Researchers working on Project Lifelike are trying to integrate a camera into their digital Schwarzkopf so that it can pick up visual clues from people’s body language and adapt its behaviour accordingly. Hanson is yet more ambitious. His company makes realistic-looking androids, and he and Mayer have discussed integrating one of Lifenaut’s avatars into a robot body. “Combining a mind emulation with a physical body allows that mind to physically interact with the world, to explore and live among us,” he says.

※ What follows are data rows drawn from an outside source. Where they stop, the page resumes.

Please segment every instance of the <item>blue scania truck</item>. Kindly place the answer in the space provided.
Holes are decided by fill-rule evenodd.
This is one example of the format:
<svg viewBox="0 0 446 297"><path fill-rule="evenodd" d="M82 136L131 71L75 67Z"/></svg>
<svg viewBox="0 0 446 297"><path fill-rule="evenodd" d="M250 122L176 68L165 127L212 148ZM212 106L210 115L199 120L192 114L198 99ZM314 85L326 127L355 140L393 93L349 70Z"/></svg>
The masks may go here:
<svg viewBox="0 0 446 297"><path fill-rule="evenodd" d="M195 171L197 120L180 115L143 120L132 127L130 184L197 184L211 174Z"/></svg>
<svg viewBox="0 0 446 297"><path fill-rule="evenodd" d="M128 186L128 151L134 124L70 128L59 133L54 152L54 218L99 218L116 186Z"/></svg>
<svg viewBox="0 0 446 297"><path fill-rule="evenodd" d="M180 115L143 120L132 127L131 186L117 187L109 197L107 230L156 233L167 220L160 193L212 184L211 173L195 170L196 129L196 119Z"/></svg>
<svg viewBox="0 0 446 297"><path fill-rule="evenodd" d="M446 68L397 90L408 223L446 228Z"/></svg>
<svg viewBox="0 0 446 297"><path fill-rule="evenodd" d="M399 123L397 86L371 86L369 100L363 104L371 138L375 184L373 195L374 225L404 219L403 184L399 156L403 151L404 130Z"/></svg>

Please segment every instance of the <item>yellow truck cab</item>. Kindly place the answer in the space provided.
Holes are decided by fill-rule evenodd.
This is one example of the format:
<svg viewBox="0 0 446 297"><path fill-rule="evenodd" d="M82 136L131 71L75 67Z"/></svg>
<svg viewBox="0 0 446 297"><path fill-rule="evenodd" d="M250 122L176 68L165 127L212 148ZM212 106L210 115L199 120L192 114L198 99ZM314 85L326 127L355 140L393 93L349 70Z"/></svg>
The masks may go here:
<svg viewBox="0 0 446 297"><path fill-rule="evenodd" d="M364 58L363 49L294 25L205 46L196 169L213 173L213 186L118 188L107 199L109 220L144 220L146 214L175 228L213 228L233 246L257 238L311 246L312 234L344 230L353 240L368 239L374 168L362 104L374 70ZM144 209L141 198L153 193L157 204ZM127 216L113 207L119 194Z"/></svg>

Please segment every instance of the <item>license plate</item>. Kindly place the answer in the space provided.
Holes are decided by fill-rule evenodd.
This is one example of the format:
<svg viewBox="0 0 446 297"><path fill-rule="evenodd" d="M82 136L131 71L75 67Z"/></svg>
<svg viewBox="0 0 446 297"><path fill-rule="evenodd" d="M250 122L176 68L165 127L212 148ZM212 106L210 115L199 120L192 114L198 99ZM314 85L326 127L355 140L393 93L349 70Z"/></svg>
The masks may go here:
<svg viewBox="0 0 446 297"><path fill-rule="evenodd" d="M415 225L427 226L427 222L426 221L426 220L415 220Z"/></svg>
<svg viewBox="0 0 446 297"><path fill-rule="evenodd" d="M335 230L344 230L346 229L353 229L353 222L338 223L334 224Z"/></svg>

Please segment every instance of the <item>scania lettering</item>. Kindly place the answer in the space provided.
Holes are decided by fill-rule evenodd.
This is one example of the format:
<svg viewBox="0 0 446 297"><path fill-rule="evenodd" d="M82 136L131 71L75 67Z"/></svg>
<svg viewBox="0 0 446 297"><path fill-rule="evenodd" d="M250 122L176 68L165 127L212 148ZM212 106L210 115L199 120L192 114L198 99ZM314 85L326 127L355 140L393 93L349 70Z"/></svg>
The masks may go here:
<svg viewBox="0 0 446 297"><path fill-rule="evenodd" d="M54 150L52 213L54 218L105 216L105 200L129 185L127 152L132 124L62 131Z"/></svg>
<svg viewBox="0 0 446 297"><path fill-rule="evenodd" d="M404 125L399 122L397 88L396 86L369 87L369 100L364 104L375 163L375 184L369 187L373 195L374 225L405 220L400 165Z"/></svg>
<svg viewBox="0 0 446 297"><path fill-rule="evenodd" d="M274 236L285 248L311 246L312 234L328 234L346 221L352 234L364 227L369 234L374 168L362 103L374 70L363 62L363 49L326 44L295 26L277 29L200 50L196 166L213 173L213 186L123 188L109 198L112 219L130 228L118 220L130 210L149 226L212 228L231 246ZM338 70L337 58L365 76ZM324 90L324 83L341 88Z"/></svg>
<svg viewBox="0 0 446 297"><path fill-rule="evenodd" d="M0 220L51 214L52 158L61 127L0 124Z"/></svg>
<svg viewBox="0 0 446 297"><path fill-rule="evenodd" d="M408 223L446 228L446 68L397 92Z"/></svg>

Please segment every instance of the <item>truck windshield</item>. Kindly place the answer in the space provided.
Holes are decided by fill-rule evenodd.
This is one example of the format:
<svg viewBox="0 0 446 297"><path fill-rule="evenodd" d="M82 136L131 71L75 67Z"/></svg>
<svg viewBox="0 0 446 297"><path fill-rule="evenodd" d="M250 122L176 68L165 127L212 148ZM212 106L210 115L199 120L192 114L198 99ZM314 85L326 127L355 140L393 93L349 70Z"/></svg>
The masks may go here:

That’s a step towards making a conscious machine, but to go further will require a massive, coordinated effort involving the now fragmented areas of AI research. To this end, Hanson has launched the Apollo Mind Initiative to promote collaboration between research groups, setting the goal of achieving human-level creative intelligence by 2019. His first step is to launch collaborative software for the machine intelligence community, enabling scientists to map exactly what stage research has reached and help them identify which improvements need to be made. Hanson says that the project’s eventual aim is to exceed human intelligence, creating Mozart-like genius. “In a way we’re looking for protégé machines,” he says.
The eventual aim of the project is to actually exceed human intelligence, creating Mozart-like genius
What about my own avatar? At Carpenter’s suggestion I ask my husband to assess it for realism. After a short chat, he tells me that its responses to questions on politics, food and sports were nonsense. It also told him I’m younger than I really am. I haven’t yet started to lie about my age but perhaps Lifenaut’s questionnaires picked up on my latent vanity? Finally the avatar revealed it was depressed.
So how human is it? In July, Arrabales plans to test Lifenaut’s avatar using Conscale. Although some aspects of the software might meet the criteria for higher consciousness, Arrabales predicts that gaps in its abilities mean it may only score 3 out of 10. Forget Zoe Graystone – that’s about the equivalent of an earthworm, he says. All that time and effort for an annelid. No wonder I’m depressed.